Furthermore, where the duty to consult remains unfulfilled, the final decisions on project approvals by regulatory agencies cannot proceed since – “[a] project authorization that breaches the constitutionally protected rights of Indigenous peoples cannot serve the public interest” (Clyde River at paras. 39 and 40). In making this ruling, the Court confirmed that the public interest and the duty to consult do not operate in conflict (Ibid. at para. 40).
In addition, in Clyde River, the Court said that “the duty to consult, being a constitutional imperative, gives rise to a special public interest that supersedes other concerns typically considered by tribunals tasked with assessing the public interest” (Ibid.). In Chippewas, the Supreme Court also confirmed Carrier Sekani, that the constitutional dimension of the duty to consult gives rise to a special public interest that surpasses economic concerns (Ibid. at para. 59). The purpose of accommodation is to balance these interests with a view toward reconciliation (Ibid. at paras. 59 and 60).
Reasons showing how Concerns were Considered and Addressed
When Indigenous groups have squarely raised concerns about Crown consultation with the NEB, the Court held that NEB must usually address those concerns in reasons, especially for projects requiring deep consultation (Clyde River at para. 41).

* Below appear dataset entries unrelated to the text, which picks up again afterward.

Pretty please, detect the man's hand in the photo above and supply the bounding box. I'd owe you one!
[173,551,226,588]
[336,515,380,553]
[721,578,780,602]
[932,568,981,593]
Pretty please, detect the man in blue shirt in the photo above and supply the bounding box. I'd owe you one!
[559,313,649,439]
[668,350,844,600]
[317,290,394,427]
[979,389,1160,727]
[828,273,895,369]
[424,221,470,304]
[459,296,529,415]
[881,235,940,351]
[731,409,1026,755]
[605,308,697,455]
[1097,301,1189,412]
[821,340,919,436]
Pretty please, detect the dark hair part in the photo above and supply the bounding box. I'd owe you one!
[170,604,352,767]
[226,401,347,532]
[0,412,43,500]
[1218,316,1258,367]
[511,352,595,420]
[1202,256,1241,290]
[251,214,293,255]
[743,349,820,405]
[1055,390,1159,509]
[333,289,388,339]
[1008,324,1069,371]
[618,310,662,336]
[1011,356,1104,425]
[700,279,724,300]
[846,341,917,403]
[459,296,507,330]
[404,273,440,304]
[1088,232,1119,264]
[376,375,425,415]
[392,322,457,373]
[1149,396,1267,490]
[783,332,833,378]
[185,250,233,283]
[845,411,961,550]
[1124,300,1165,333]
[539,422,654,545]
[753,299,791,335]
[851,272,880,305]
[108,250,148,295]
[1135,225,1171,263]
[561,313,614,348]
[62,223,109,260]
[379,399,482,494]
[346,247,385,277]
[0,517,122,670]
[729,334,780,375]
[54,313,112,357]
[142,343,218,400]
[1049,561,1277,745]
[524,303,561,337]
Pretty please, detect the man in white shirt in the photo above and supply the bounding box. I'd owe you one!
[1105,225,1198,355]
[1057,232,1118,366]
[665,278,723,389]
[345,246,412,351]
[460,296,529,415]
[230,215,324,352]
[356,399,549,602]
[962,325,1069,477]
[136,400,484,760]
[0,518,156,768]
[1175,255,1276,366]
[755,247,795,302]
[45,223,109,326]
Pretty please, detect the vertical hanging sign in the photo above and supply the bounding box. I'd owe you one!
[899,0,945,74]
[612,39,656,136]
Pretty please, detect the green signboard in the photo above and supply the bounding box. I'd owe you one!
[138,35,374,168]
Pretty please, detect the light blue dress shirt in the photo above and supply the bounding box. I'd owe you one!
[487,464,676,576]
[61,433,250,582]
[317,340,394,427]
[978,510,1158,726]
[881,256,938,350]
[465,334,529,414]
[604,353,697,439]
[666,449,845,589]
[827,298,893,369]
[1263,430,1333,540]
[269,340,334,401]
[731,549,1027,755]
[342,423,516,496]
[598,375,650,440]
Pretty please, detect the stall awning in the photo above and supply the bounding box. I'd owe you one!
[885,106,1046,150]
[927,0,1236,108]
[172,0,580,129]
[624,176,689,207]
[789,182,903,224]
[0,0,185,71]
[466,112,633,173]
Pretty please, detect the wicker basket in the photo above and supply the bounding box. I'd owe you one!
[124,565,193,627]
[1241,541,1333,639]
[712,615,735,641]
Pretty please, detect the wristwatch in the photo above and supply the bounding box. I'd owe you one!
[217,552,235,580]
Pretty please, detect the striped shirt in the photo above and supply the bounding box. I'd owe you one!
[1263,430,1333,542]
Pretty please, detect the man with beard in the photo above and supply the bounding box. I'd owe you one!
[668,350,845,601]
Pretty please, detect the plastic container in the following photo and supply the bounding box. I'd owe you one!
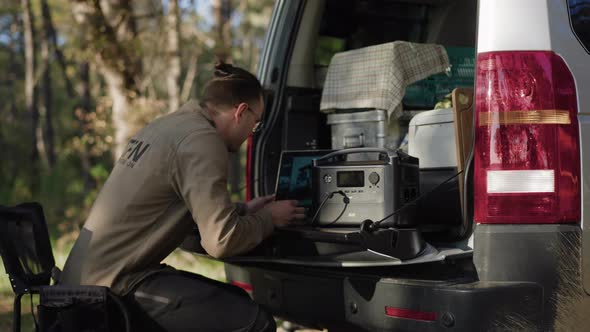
[408,108,463,232]
[408,108,456,168]
[403,47,475,109]
[327,110,387,149]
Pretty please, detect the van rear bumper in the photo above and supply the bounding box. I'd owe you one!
[474,224,585,331]
[225,263,543,332]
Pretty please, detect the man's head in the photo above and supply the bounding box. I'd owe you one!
[201,61,264,152]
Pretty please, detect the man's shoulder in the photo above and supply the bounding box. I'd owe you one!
[175,127,227,161]
[146,100,216,143]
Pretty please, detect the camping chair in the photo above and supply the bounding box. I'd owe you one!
[0,202,131,332]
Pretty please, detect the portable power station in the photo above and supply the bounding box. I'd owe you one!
[312,148,419,226]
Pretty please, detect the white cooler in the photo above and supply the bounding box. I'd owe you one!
[407,107,463,232]
[408,108,456,168]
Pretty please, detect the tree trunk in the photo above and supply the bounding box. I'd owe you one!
[8,12,19,122]
[166,0,181,113]
[41,0,74,97]
[213,0,241,195]
[213,0,232,62]
[2,13,21,191]
[76,61,94,192]
[238,0,254,71]
[96,0,140,159]
[102,64,134,159]
[22,0,40,192]
[180,51,200,102]
[72,0,142,159]
[40,0,56,168]
[213,0,223,59]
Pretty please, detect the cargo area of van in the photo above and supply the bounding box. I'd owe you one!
[248,0,477,255]
[181,0,590,331]
[181,0,478,267]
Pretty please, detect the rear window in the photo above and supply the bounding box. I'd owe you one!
[310,0,476,109]
[313,0,431,74]
[568,0,590,53]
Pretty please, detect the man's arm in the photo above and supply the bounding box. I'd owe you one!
[171,131,274,258]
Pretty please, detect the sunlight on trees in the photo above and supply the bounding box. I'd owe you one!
[0,0,275,298]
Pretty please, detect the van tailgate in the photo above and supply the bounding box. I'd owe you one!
[181,226,473,268]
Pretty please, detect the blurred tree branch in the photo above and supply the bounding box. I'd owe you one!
[1,0,276,233]
[21,0,40,192]
[41,0,74,97]
[40,0,57,168]
[166,0,181,112]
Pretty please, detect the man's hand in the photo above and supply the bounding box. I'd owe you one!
[266,200,306,228]
[245,194,275,214]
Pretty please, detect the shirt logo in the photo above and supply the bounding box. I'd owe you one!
[118,139,151,168]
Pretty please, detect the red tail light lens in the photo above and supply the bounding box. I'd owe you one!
[245,136,254,201]
[474,51,580,224]
[385,306,437,321]
[231,280,253,292]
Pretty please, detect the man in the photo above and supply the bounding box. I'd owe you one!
[61,62,305,331]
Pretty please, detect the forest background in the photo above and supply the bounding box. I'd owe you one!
[0,0,275,329]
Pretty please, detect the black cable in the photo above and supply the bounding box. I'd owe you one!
[371,170,465,230]
[324,194,350,226]
[310,190,350,226]
[310,193,331,226]
[30,292,38,331]
[461,153,474,237]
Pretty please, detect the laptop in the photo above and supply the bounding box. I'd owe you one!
[274,150,334,218]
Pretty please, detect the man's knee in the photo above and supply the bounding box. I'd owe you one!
[251,306,276,332]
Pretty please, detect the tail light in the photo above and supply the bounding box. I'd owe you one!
[385,306,437,321]
[245,136,254,201]
[231,280,253,293]
[474,51,580,224]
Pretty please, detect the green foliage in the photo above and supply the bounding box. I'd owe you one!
[1,2,276,325]
[315,36,346,66]
[88,164,108,183]
[1,0,276,227]
[1,0,274,290]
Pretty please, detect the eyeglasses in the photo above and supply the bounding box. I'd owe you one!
[246,107,263,134]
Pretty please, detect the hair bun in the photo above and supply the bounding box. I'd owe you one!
[214,60,234,78]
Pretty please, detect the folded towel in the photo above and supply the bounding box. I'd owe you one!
[320,41,450,119]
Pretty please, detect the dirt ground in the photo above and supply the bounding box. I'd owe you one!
[0,294,36,332]
[0,294,326,332]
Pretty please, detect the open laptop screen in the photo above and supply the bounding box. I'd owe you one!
[274,150,334,209]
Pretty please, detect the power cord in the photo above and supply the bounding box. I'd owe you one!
[310,190,350,226]
[368,170,465,231]
[30,292,38,330]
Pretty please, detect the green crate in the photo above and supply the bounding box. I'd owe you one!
[403,47,475,109]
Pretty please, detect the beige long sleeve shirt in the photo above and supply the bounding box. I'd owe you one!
[60,100,274,295]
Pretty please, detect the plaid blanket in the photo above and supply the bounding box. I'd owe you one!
[320,41,450,118]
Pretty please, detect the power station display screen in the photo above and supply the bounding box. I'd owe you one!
[337,171,365,187]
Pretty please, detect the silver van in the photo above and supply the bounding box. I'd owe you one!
[187,0,590,330]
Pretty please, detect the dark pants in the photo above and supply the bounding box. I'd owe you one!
[123,270,276,332]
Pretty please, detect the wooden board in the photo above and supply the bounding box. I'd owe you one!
[452,88,474,211]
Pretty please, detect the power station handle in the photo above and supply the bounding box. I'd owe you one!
[314,148,390,165]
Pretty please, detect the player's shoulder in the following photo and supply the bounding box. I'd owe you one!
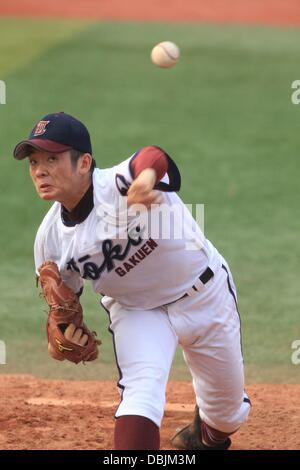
[92,155,134,200]
[35,202,61,244]
[92,145,181,199]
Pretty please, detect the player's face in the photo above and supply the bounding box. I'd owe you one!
[28,150,88,209]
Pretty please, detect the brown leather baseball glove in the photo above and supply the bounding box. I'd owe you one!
[38,261,101,364]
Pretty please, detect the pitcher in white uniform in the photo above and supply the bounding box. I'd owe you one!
[14,112,251,450]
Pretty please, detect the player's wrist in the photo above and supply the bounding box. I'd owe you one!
[135,168,157,190]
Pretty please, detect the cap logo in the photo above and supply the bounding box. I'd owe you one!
[34,120,50,136]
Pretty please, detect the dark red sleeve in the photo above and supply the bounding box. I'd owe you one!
[130,146,169,184]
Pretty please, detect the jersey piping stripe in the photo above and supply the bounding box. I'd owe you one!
[76,287,84,298]
[221,264,244,361]
[243,397,252,406]
[222,265,251,409]
[99,299,125,412]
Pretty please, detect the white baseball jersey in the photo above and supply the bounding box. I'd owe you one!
[33,151,251,434]
[34,155,219,309]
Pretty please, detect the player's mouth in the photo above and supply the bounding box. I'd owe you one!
[39,183,53,192]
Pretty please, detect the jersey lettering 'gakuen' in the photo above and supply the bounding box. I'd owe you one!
[66,223,158,280]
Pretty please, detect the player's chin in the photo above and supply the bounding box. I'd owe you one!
[37,188,57,201]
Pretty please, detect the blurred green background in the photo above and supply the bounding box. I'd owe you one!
[0,19,300,382]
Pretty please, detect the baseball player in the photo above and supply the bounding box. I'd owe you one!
[14,112,251,450]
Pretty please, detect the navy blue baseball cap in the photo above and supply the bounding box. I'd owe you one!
[13,112,92,160]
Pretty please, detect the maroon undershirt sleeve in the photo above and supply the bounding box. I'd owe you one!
[130,146,169,184]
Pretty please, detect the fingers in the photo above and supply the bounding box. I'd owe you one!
[73,329,88,346]
[79,334,88,346]
[64,323,76,340]
[145,190,163,207]
[133,168,157,191]
[128,189,163,208]
[64,323,88,346]
[139,190,163,208]
[72,327,84,344]
[127,169,161,208]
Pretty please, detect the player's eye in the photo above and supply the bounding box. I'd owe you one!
[29,159,37,166]
[48,155,57,162]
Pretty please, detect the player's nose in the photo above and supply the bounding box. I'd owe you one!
[35,163,49,177]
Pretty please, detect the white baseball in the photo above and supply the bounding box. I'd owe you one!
[151,41,180,68]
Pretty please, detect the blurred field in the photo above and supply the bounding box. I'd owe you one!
[0,19,300,382]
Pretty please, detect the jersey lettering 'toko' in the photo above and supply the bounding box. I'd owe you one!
[34,156,218,309]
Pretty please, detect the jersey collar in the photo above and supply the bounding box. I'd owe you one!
[61,183,94,226]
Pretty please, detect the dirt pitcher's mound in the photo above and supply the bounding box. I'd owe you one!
[0,0,300,25]
[0,375,298,450]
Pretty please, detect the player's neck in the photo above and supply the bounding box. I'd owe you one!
[62,175,92,212]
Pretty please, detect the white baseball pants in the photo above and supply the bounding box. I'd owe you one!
[101,259,250,433]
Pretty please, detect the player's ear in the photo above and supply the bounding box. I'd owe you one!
[78,153,93,175]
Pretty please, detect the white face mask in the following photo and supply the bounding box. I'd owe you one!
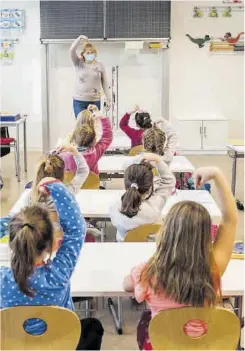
[84,53,95,62]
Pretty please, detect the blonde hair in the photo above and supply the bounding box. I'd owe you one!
[71,121,96,148]
[81,42,97,61]
[76,109,95,128]
[30,154,65,205]
[141,201,220,307]
[143,123,166,156]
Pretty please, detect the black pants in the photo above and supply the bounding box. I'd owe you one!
[76,318,104,350]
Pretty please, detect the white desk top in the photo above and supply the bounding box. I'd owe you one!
[108,135,131,150]
[99,155,195,174]
[1,243,242,297]
[227,144,245,154]
[76,189,221,223]
[0,116,27,126]
[11,189,221,223]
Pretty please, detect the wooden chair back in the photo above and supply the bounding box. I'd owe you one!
[128,145,145,156]
[124,223,162,242]
[81,171,100,189]
[63,171,75,185]
[149,307,240,350]
[1,306,81,350]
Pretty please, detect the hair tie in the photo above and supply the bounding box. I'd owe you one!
[131,183,138,190]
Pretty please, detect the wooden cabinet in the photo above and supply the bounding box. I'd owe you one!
[175,118,228,153]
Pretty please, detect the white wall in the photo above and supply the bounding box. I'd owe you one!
[0,1,42,150]
[1,0,244,151]
[170,1,244,138]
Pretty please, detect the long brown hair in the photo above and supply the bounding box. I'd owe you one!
[71,123,96,148]
[9,206,53,297]
[143,123,166,156]
[30,154,65,205]
[141,201,220,306]
[120,162,153,218]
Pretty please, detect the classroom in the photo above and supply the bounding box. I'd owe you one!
[0,0,244,350]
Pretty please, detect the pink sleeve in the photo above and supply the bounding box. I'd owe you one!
[94,118,113,160]
[131,263,147,303]
[119,113,138,140]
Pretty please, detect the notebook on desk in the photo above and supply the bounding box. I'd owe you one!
[232,241,244,260]
[0,113,20,122]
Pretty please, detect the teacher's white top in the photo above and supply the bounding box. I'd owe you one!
[99,155,195,174]
[0,243,243,297]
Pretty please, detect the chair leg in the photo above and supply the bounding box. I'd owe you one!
[14,142,18,177]
[85,299,92,318]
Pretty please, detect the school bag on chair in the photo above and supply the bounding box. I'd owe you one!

While reasons won’t be required in every case, as what is required depends on the degree of consultation and the circumstances, where deep consultation is required, the honour of the Crown will usually require the NEB to explain how it considered and addressed the concerns of Indigenous people when the approval process triggers the duty to consult (Ibid. at para. 42). While this will not require a Haida-style analysis of assessing impacts in all circumstances – it will require that the NEB take the asserted Aboriginal and treaty rights into consideration and accommodate them, where appropriate (Chippewas at para. 63, emphasis added).
What happens next?
In the decade since the Supreme Court issued its decisions in Haida Nation and Mikisew Cree, meaningful consultation has been frustrated by boards and the Crown playing a version of “hot potato” with consultation, such that real consideration of impacts to indigenous rights has fallen through the cracks. These cases, along with last year’s Federal Court of Appeal decision striking down the approval of the Northern Gateway project, should make it clear to boards and the Crown that this practice, intentional or not, must change and that a greater level of transparency and candour is required. At the same time, the cases should bring conversations about indigenous rights more squarely into decision-making, as the Supreme Court has helpfully clarified that decision-makers need to look beyond the environment and to the people whose constitutionally protected rights are at stake in a decision.